Risk Management Strategies

The corporation is entering new stages of opportunity both on the home front and internationally. In a timely response, we are developing an appropriate programme for the strategy and process of identifying, prioritising and measuring business risk from a sustainability position. To further this programme on a formalised basis, our work focuses on strengthening the underlying systems and controls that track and measure the risk-to-business relationship. The objective is to bring a margin of comfort to stakeholders in the veracity and materiality of the information provided and reflect enterprise cost and impact. In this programme’s second year, our four-stage approach framework continues to dictate process. However, with external influences and the integration into the EWRM, some priorities and related indicators have changed.
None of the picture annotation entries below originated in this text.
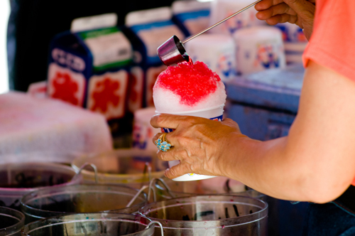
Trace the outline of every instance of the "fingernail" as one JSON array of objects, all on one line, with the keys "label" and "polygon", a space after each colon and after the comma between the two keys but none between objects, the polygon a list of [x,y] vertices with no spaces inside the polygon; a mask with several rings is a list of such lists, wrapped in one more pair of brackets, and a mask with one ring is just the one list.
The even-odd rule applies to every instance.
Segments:
[{"label": "fingernail", "polygon": [[168,176],[166,176],[166,173],[167,173],[168,171],[169,171],[170,170],[170,168],[167,168],[167,169],[165,170],[165,171],[164,171],[164,176],[165,176],[165,177],[168,177]]}]

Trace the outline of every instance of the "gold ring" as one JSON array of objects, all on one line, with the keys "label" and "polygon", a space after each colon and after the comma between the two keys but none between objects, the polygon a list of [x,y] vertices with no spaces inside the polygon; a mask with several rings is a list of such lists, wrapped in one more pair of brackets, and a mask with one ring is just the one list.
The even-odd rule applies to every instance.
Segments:
[{"label": "gold ring", "polygon": [[168,150],[173,147],[173,146],[171,146],[171,144],[166,140],[166,133],[160,135],[154,143],[158,149],[163,151],[168,151]]}]

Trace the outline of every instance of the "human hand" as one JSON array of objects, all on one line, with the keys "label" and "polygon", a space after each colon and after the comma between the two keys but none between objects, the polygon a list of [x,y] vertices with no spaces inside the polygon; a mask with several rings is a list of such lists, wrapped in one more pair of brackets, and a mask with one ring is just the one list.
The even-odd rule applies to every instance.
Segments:
[{"label": "human hand", "polygon": [[[166,134],[166,139],[173,147],[166,152],[158,152],[158,157],[163,161],[180,161],[165,171],[165,175],[169,178],[188,173],[226,176],[226,161],[233,156],[230,149],[235,144],[235,138],[246,137],[241,134],[238,124],[230,119],[218,122],[161,114],[153,117],[151,124],[155,128],[175,129]],[[153,141],[161,134],[157,134]]]},{"label": "human hand", "polygon": [[310,40],[313,30],[315,0],[263,0],[255,5],[256,18],[275,26],[278,23],[295,23]]}]

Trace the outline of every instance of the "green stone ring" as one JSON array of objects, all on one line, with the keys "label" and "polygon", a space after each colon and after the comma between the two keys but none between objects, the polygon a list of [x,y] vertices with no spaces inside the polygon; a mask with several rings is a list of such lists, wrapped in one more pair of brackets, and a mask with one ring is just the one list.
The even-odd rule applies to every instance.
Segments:
[{"label": "green stone ring", "polygon": [[166,133],[163,134],[155,140],[155,144],[158,149],[163,151],[168,151],[173,147],[166,140]]}]

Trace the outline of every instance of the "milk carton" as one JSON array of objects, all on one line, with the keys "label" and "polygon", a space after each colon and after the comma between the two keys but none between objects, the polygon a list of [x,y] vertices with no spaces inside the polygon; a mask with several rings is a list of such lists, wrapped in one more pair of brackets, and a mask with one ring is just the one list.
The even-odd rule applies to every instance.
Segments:
[{"label": "milk carton", "polygon": [[195,35],[210,26],[210,1],[175,1],[171,5],[173,21],[184,33]]},{"label": "milk carton", "polygon": [[[135,66],[131,73],[136,81],[132,94],[143,95],[141,107],[152,107],[153,87],[158,75],[166,69],[159,59],[157,48],[172,36],[181,40],[187,36],[172,20],[170,7],[132,11],[126,17],[126,26],[129,29],[129,38],[134,50]],[[130,99],[130,109],[140,108],[138,102]]]},{"label": "milk carton", "polygon": [[102,114],[114,135],[130,132],[126,112],[133,49],[117,18],[79,18],[51,42],[48,95]]}]

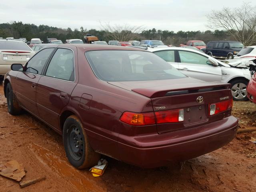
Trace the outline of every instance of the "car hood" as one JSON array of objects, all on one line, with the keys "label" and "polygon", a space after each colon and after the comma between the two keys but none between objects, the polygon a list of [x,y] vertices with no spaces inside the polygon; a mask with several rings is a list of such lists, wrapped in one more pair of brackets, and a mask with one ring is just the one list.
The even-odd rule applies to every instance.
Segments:
[{"label": "car hood", "polygon": [[198,49],[202,49],[202,48],[205,48],[206,46],[205,45],[202,45],[201,46],[195,46]]},{"label": "car hood", "polygon": [[206,82],[190,77],[180,79],[150,81],[108,82],[117,87],[133,91],[148,97],[164,96],[168,92],[229,86],[229,84]]}]

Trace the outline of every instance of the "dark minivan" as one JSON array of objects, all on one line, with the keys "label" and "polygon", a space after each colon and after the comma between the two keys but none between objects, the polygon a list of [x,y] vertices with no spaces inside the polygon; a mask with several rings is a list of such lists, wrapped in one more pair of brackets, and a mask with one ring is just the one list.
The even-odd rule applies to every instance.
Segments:
[{"label": "dark minivan", "polygon": [[243,47],[243,44],[238,41],[209,41],[206,45],[205,53],[214,57],[232,59]]}]

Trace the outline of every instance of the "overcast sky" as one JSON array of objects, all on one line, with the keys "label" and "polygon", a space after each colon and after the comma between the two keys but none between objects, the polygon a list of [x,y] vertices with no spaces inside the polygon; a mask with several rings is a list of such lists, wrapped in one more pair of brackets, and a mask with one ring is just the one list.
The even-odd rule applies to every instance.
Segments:
[{"label": "overcast sky", "polygon": [[[256,1],[251,1],[256,5]],[[202,30],[206,15],[223,6],[237,7],[239,0],[12,0],[1,1],[0,23],[24,23],[72,29],[100,29],[99,21],[126,23],[177,32]]]}]

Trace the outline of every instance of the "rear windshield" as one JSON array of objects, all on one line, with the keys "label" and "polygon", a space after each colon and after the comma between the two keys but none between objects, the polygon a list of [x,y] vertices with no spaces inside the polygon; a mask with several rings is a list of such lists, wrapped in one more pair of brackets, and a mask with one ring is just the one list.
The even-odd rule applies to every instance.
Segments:
[{"label": "rear windshield", "polygon": [[39,40],[31,40],[30,43],[33,44],[42,44],[42,41]]},{"label": "rear windshield", "polygon": [[205,43],[203,41],[200,41],[200,42],[194,42],[194,46],[203,46],[205,45]]},{"label": "rear windshield", "polygon": [[240,42],[231,42],[229,43],[230,48],[242,48],[244,45]]},{"label": "rear windshield", "polygon": [[132,81],[186,77],[153,53],[121,50],[87,52],[96,75],[106,81]]},{"label": "rear windshield", "polygon": [[31,49],[23,42],[10,41],[0,41],[0,50],[24,50],[31,51]]},{"label": "rear windshield", "polygon": [[79,40],[75,40],[74,41],[72,41],[71,43],[78,43],[80,44],[82,44],[84,43],[83,41],[79,41]]},{"label": "rear windshield", "polygon": [[152,41],[151,42],[152,45],[163,45],[164,44],[162,41]]},{"label": "rear windshield", "polygon": [[242,56],[242,55],[246,55],[248,54],[253,50],[254,48],[252,47],[244,47],[237,54],[238,56]]}]

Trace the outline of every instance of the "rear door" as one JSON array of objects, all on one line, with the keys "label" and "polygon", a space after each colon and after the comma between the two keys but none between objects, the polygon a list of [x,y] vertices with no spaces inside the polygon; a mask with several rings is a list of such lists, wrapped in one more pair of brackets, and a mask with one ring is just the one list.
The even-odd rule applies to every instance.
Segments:
[{"label": "rear door", "polygon": [[16,76],[13,89],[19,103],[36,115],[38,115],[36,104],[37,83],[54,49],[47,48],[38,52],[28,62],[25,71],[19,72]]},{"label": "rear door", "polygon": [[220,67],[213,66],[206,56],[180,50],[178,56],[179,70],[185,75],[205,81],[221,81]]},{"label": "rear door", "polygon": [[165,50],[154,52],[154,53],[168,62],[176,69],[179,68],[178,63],[175,62],[175,50]]},{"label": "rear door", "polygon": [[69,101],[77,83],[73,50],[58,48],[48,62],[38,82],[37,106],[39,116],[56,128],[58,116]]}]

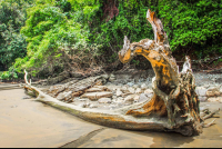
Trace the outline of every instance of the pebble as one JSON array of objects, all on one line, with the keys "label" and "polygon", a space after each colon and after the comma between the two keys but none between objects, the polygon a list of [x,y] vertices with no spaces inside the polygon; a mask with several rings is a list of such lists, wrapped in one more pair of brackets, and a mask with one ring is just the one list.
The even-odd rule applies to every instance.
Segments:
[{"label": "pebble", "polygon": [[142,85],[141,85],[141,89],[144,90],[144,89],[147,89],[147,88],[148,88],[148,86],[147,86],[145,83],[142,83]]},{"label": "pebble", "polygon": [[134,95],[130,95],[124,98],[124,102],[134,101]]},{"label": "pebble", "polygon": [[98,108],[98,106],[97,105],[90,105],[89,108]]},{"label": "pebble", "polygon": [[135,89],[132,88],[132,87],[130,87],[128,90],[129,90],[131,93],[135,93]]},{"label": "pebble", "polygon": [[31,97],[29,97],[29,96],[26,96],[26,97],[22,97],[22,99],[31,99]]},{"label": "pebble", "polygon": [[120,89],[117,90],[117,96],[121,96],[122,95],[122,91]]},{"label": "pebble", "polygon": [[142,93],[142,89],[141,88],[137,88],[135,89],[135,93]]},{"label": "pebble", "polygon": [[147,90],[144,90],[144,93],[153,93],[153,90],[147,89]]},{"label": "pebble", "polygon": [[99,103],[111,103],[112,100],[111,100],[111,98],[100,98],[100,99],[98,100],[98,102],[99,102]]}]

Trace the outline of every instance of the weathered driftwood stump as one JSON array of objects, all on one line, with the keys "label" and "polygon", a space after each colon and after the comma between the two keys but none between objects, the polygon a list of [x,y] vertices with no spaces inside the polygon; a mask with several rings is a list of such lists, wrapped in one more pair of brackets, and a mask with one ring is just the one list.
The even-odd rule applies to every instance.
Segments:
[{"label": "weathered driftwood stump", "polygon": [[152,64],[155,72],[153,78],[152,99],[142,107],[130,109],[127,115],[133,117],[168,117],[171,128],[186,127],[188,133],[201,132],[199,98],[195,93],[195,80],[192,74],[189,57],[179,72],[172,57],[168,36],[160,19],[154,12],[148,10],[148,21],[152,24],[154,40],[143,39],[130,43],[124,37],[123,49],[119,52],[121,62],[129,62],[134,56],[142,54]]},{"label": "weathered driftwood stump", "polygon": [[[152,24],[154,40],[143,39],[140,42],[130,43],[125,37],[119,58],[124,63],[130,61],[133,56],[142,54],[151,62],[155,72],[153,79],[154,95],[151,99],[117,110],[81,108],[59,101],[53,96],[46,95],[40,89],[31,86],[31,81],[28,82],[27,79],[27,71],[24,71],[27,85],[23,88],[32,91],[38,97],[38,101],[94,123],[130,130],[175,131],[184,136],[200,133],[204,126],[203,120],[212,117],[215,112],[210,112],[210,115],[202,112],[204,117],[200,116],[199,99],[194,90],[195,81],[190,59],[186,57],[183,69],[179,72],[161,21],[150,10],[148,10],[147,18]],[[58,92],[67,90],[75,97],[82,95],[85,89],[98,85],[98,81],[101,82],[101,78],[87,81],[89,85],[80,85],[84,82],[83,80],[77,83],[69,82],[61,89],[56,89],[54,93],[58,95]],[[78,85],[78,87],[72,88],[72,83]]]}]

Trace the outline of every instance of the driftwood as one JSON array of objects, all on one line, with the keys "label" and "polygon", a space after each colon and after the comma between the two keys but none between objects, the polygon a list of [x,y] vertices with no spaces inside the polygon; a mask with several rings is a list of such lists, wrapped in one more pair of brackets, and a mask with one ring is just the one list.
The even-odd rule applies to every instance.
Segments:
[{"label": "driftwood", "polygon": [[43,93],[27,81],[27,85],[23,88],[33,91],[41,102],[99,125],[130,130],[175,131],[184,136],[202,132],[203,119],[200,117],[200,101],[194,90],[195,80],[190,59],[186,57],[183,69],[179,72],[161,21],[150,10],[147,18],[152,24],[154,40],[143,39],[130,43],[124,37],[119,58],[125,63],[134,56],[142,54],[151,62],[155,72],[154,96],[151,99],[118,110],[94,110],[65,103]]}]

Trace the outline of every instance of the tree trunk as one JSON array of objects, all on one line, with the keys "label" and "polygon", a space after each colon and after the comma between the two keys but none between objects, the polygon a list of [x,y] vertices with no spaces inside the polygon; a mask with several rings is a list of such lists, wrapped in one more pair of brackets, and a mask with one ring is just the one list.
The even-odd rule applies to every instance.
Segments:
[{"label": "tree trunk", "polygon": [[147,19],[154,32],[154,40],[143,39],[130,43],[124,37],[123,49],[119,52],[121,62],[129,62],[134,56],[142,54],[152,64],[154,96],[143,107],[130,109],[127,115],[133,117],[168,117],[172,129],[186,126],[193,132],[201,132],[199,98],[195,93],[195,81],[189,57],[179,72],[172,57],[167,33],[160,19],[148,10]]},{"label": "tree trunk", "polygon": [[[49,96],[31,86],[24,71],[27,85],[23,88],[32,91],[38,97],[37,100],[94,123],[131,130],[176,131],[184,136],[200,133],[204,119],[212,117],[215,112],[210,115],[204,111],[200,112],[190,59],[186,57],[183,69],[179,72],[161,21],[150,10],[148,10],[147,18],[152,24],[154,40],[143,39],[140,42],[130,43],[125,37],[119,58],[125,63],[133,56],[142,54],[151,62],[155,72],[152,85],[154,96],[151,100],[117,110],[87,109],[67,103],[72,100],[70,93],[71,97],[81,96],[87,89],[107,80],[109,77],[105,76],[51,87],[48,92],[51,96]],[[62,98],[62,101],[52,98],[62,91],[70,92],[69,96]],[[210,125],[212,122],[206,127]]]}]

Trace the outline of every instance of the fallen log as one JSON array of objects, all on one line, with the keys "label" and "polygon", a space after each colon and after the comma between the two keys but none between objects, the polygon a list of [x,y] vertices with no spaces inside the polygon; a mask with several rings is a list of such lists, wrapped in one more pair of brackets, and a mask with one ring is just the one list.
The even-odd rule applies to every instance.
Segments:
[{"label": "fallen log", "polygon": [[155,72],[154,96],[151,99],[148,98],[144,102],[117,110],[81,108],[59,101],[32,87],[31,81],[28,82],[27,72],[23,88],[34,92],[38,101],[98,125],[130,130],[174,131],[184,136],[202,132],[203,119],[200,117],[190,59],[186,57],[183,70],[179,72],[161,21],[150,10],[147,18],[152,24],[154,40],[143,39],[140,42],[130,43],[125,37],[119,58],[124,63],[129,62],[133,56],[142,54],[151,62]]}]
Regardless, the four-stage approach and the processes of assessment remain consistent, thus establishing a framework for measurement of variable future risks.

Our internal sustainability accounting methodology links sustainable business risks to financial consequence. This
framework was formulated based on MTRC’s prioritised business risk model and the Corporate Sustainability Assessment questionnaire developed by the independent Sustainable Asset Management research group. It is used principally as a tool to measure and systemise the actual financial costs in managing identified risks and further sustainability costs. The framework employs MTRC’s Activity Based Costing system for data comprising staff and departmental operating expenses.




Added to the input data for the year are non-risk capital costs of HKD136 million, mainly generated through the asset improvement programme. Excluded, as in 2003, are most capital and projects works and extension works, which cover the majority of costs incurred in rail project and property development activities. While not presenting a 360° view of the company, this nonetheless enables us to utilise a common base for year-on-year measurement and analysis of quantified risk on a passenger-services basis. We anticipate a three-year process in order to establish trends and a database from which to draw comparable conclusions. Preliminary comparison in this second year indicates a mild increase in overall costs, owing mainly to increased resources employed for operational safety improvement and management activities related to the proposed rail merger.